A tech rider is a one-page document that gives the venue and/or soundman an understanding of what your technical requirements are and how to set up the stage before you arrive. It also gives them an opportunity to let you know if they can’t accommodate any of your needs.
From the SonicBids blog
Recently I came across the website of Rahul Samuel, an acoustic consultant and live sound engineer in Karnataka, India. He has a post on how to make the perfect tech rider for your band. Rahul was kind enough to allow his rider to be featured here at the Ensampler.
There are eight main parts–which is to say, the checklist has specialized sections based on a particular focus or concern.
- The line up (band members, instruments, and tech requirements
- Equipment / backline (the latter seems to mean the onstage amplifiers, which I understand are sometimes arranged in a line at the back of the stage)
- Stage plot (a technical floorplan for the performance)
- Input patch list (list of channels, instruments, and microphones, used by the sound engineer)
- Monitor requirements (for the onstage speakers used by the band)
- Special needs or requests
- Band engineer’s requirements
Performers (not the musicians; the people using the checklist)
A number of people can make use of the tech rider. First, the person responsible for collecting the band’s requirements. A brand-new band can work with a sound engineer to learn about equipment and work up their own tech rider.

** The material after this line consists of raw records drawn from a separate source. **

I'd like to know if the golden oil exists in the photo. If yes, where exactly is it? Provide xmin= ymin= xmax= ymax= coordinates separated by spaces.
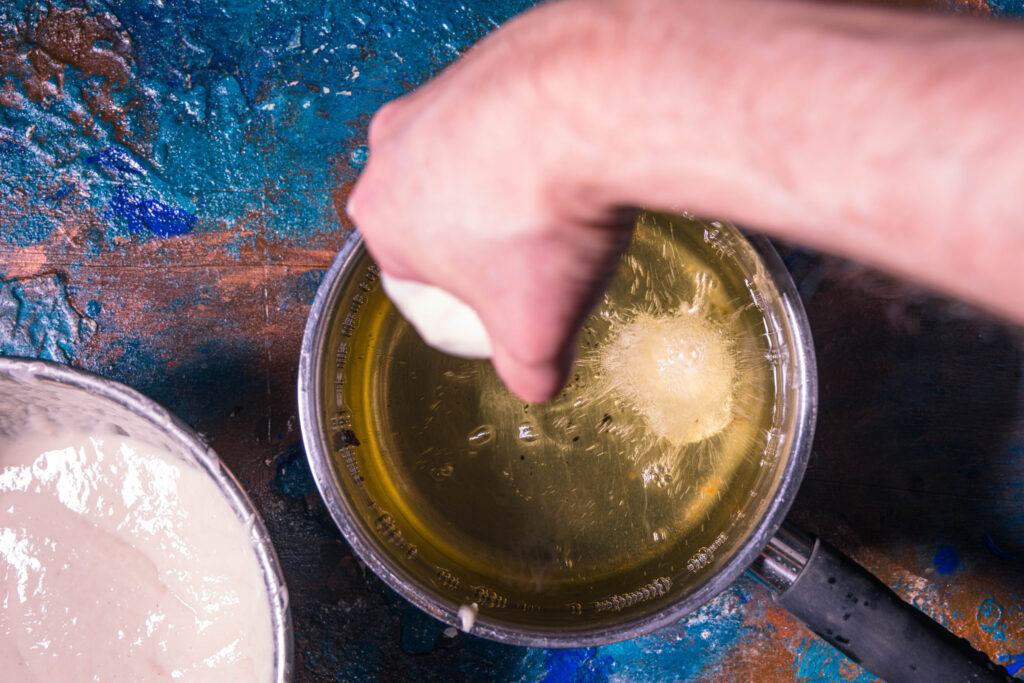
xmin=324 ymin=214 xmax=784 ymax=627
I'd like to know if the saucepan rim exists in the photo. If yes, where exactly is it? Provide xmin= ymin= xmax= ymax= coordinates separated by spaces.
xmin=298 ymin=224 xmax=817 ymax=647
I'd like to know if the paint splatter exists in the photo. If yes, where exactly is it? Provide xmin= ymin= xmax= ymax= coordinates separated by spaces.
xmin=932 ymin=546 xmax=959 ymax=575
xmin=542 ymin=647 xmax=614 ymax=683
xmin=270 ymin=443 xmax=316 ymax=501
xmin=795 ymin=638 xmax=881 ymax=683
xmin=1005 ymin=652 xmax=1024 ymax=676
xmin=108 ymin=185 xmax=196 ymax=238
xmin=0 ymin=274 xmax=96 ymax=362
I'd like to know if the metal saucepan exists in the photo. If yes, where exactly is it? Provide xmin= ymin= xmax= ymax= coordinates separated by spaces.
xmin=298 ymin=217 xmax=1012 ymax=683
xmin=0 ymin=357 xmax=293 ymax=683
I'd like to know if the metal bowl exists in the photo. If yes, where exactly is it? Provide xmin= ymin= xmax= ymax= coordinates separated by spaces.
xmin=298 ymin=217 xmax=817 ymax=647
xmin=0 ymin=357 xmax=293 ymax=683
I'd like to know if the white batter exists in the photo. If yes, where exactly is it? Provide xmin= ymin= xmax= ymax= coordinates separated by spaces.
xmin=0 ymin=409 xmax=273 ymax=681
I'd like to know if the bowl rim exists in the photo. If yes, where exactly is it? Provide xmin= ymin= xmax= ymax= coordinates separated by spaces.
xmin=0 ymin=356 xmax=295 ymax=683
xmin=298 ymin=222 xmax=818 ymax=648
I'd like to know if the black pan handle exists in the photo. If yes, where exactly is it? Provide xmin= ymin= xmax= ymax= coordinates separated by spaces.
xmin=751 ymin=523 xmax=1017 ymax=683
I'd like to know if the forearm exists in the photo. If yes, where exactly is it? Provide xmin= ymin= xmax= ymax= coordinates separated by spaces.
xmin=552 ymin=0 xmax=1024 ymax=321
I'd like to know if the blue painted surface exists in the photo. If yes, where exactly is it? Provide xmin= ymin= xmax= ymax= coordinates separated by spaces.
xmin=932 ymin=546 xmax=959 ymax=575
xmin=0 ymin=274 xmax=96 ymax=362
xmin=0 ymin=0 xmax=1024 ymax=681
xmin=1006 ymin=652 xmax=1024 ymax=676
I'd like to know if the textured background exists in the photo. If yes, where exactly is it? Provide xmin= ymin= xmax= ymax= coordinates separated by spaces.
xmin=0 ymin=0 xmax=1024 ymax=683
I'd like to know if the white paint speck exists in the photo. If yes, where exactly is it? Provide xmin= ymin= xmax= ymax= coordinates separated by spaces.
xmin=459 ymin=602 xmax=479 ymax=633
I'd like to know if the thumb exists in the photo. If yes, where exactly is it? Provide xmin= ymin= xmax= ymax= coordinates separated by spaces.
xmin=490 ymin=339 xmax=575 ymax=403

The other party in the performance is the venue, and probably a specialist like the venue’s sound engineer (on staff, or contracted).
Checklists, in whatever form they take, focus on completion, coverage, and verification. As Rahul says, “Tech riders are great, they not only bring the sound vendor and sound engineer up to speed, but also work as a brilliant check list for the band.”
So: the tech rider lets the venue know what the band’s needs are, how the stage should be set up, and so forth. If the venue can’t accommodate those things, both parties can deal with that situation ahead of time.
Rahul’s post includes requirements for the venue’s sound system and the FOH (front-of-house) console (sound mixer). There’s a great deal of technical information compressed into twelve lines; the goal is clarity and completeness.
Rahul’s post on the tech rider includes some tips that could easily be built into the form a band uses for its rider. Two of them are practical for form-type job aids in general:
Put the band’s name and tech contact information in the header, on every page.
Rahul mentions that when working at a festival, he’s received a patch list with no idea which band it was for.
Use “Page 1 of 4” numbering.
Far easier for someone to know if he’s missing part of the document.